BASTIRILMIŞLIK ORANI YÜKSEK
Daha sonra söz alan Psikolog Özden Bayraktar, sadece fiziksel şiddetin değil, sözlü şiddetin de aile içinde oldukça yaygın olduğuna dikkati çekti. Şiddetin sadece fiziksel kalmadığını kaydeden Bayraktar, bireylerin eğitim düzeyi yüksek olmasına rağmen, kendisine verdiği değer nedeniyle şiddete katlandığının altını çizerek, “Kendini ifade edemeyen bireyler şiddete uğruyor. Bastırılmışlık toplumsal olarak yüksek. Ne yazık ki toplumumuzun karakteristik özelliği. Çocuklar da böyle ailelerde şiddete uğruyor. Şiddetin içinde büyüyen çocuk, özellikle erkek çocuk babayla özdeşim kurabiliyor. Ruhsal problemler de böylece ortaya çıkıyor” dedi.
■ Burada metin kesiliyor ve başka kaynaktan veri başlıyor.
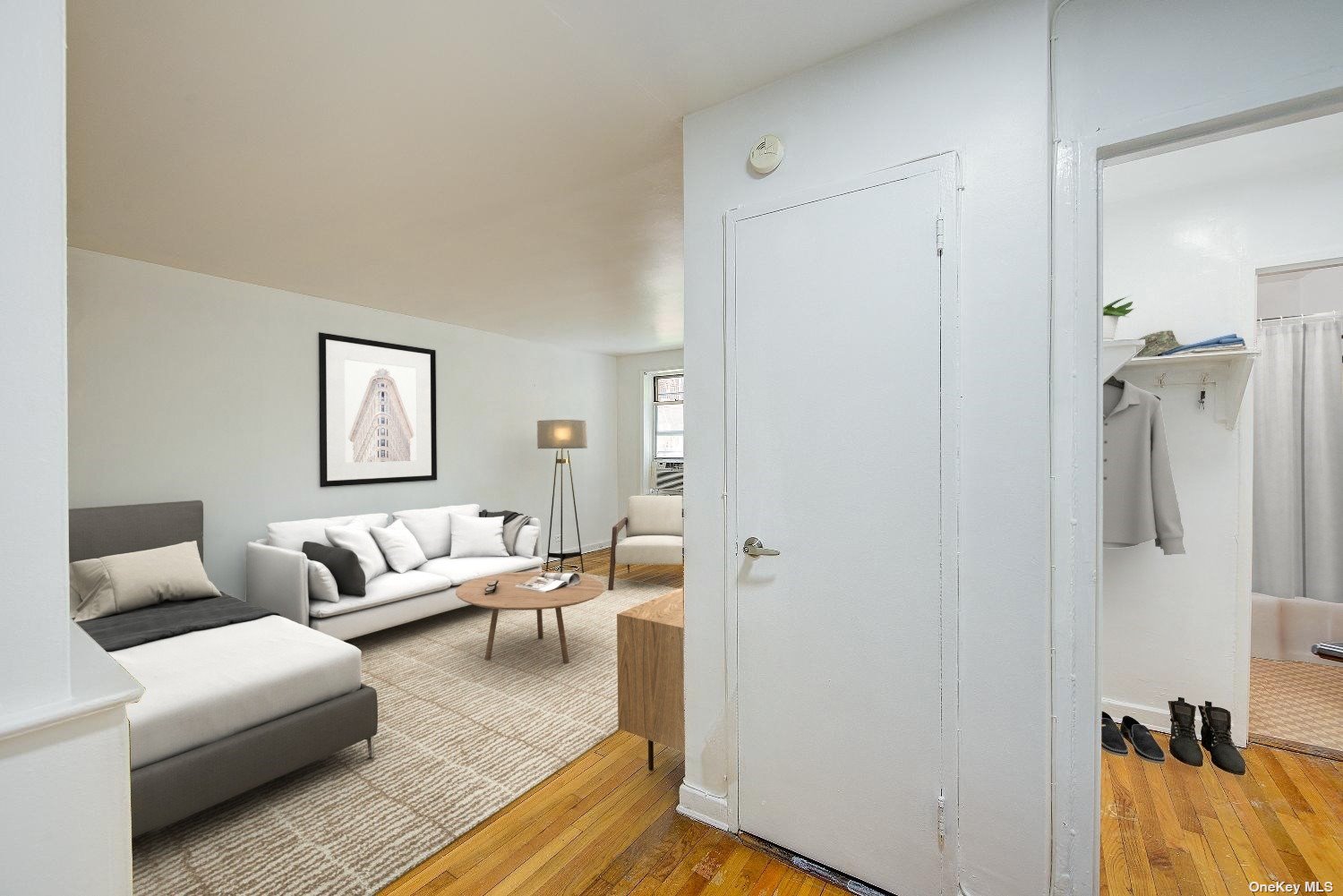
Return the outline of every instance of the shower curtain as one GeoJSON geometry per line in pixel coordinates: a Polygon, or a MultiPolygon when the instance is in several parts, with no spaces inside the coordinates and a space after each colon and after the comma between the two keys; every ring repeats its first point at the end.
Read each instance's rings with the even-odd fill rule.
{"type": "MultiPolygon", "coordinates": [[[[1338,604],[1309,610],[1338,615],[1334,611],[1343,613],[1343,322],[1334,314],[1266,321],[1260,326],[1260,349],[1253,590],[1338,604]]],[[[1291,610],[1281,607],[1284,614],[1291,610]]],[[[1312,625],[1319,631],[1313,639],[1326,639],[1334,627],[1312,625]]]]}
Hukuk Danışmanı Aynur Gökyıldız ise işin hukuki yönüne ışık tuttu, şiddete uğrayana nasıl yardımcı olunabileceği konusuna değindi.
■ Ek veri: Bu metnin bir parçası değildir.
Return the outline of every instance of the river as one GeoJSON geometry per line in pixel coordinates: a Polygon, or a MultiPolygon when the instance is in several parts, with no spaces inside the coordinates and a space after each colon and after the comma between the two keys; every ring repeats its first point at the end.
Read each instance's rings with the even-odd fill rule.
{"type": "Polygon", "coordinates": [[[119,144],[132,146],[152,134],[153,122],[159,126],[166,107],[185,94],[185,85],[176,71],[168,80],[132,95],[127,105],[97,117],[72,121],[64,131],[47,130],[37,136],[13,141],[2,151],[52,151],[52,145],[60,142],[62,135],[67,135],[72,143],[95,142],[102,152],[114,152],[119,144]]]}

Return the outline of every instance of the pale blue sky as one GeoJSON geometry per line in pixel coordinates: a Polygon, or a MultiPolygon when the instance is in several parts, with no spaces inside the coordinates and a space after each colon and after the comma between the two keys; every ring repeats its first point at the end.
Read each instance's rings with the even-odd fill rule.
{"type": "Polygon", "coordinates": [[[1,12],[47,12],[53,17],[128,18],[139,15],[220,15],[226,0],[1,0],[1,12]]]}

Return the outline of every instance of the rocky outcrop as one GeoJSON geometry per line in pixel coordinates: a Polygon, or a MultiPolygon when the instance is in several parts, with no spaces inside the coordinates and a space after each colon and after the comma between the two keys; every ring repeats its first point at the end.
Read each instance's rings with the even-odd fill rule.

KOCADAN AYRI OTURUM VİZESİ
Aile içi şiddetin, sadece o aileyi ilgilendiren konu olmayıp, “hukuki bir mesele” olduğunu söyleyen Gökyıldız, herkesin etrafındaki yakınları, arkadaş, akraba, komşusuna dikkat etmesini, yüzünde morluk, yara, bere olan ve devamlı kaza veya düştüğünü söyleyenlerle ilgilenilmesinin yararlı olduğunu kaydetti. Şiddete uğrayanlara karşı yargılayıcı, alaycı yorum yapıcı duruma girilmemesi gerektiğini de bildiren Gökyıldız, İngiltere’de bu konudaki hukuksal durumu şöyle anlattı; “Tacizden korunma yasası var. Yasalar evli veya birlikte yaşayanlar için eşit. Tokat, tekme, ısırma vb şeyler suçtur ve tutuklanmak için yeterlidir. Taciz etmeme emri hemen acilen çıkartılabilir. Göçmen kadınlar kocasının visesi ile kaldığı için genelde durumunu anlatamıyor, çekiniyor. Ancak mahkeme dayak atanı evden 6 ay uzaklaştırma yetkisi alıp, kişinin eve gelmemesini sağlayabiliyor. Mahalle doktorundan rapor alınması da çok önemli. Bu durumdaki kadınların oturma vizeleri de hemen kocalarından bağımsız veriliyor. Ayrıca Citizen Advice bürolarına gidip, ücretsiz yardım da alınabilir.”
PİCASSO, RODİN VE CHARLİE CHAPLİN
Son olarak söz alan BTGB Başkanı Kemal Erdemol, şiddetin sadece fiziksel veya sözlü değil, entellektüel ve istismar halinde de görüldüğünü belirterek, bunlara örnekler verdi. Şiddetin her şeyden önce bir çeşit terbiye metodu olduğunun kabul gördüğünü kaydeden Erdemol, batılı veya doğulu toplumlarda ayırt etmeden, her kesimde bu tür şiddete rastlandığını sözlerine ekledi. Picasso, Rodin, Charlie Chaplin gibi sanatın ünlü isimlerinin çevrelerindeki kadınlara karşı şiddet içeren davranışlarını örnek gösteren Erdemol, kadınlara ilişkin şiddet edebiyatının olduğunu, gözle görülmeyen bu tür şiddetin en az fiziki olanı kadar tehlikeli olduğunu savundu.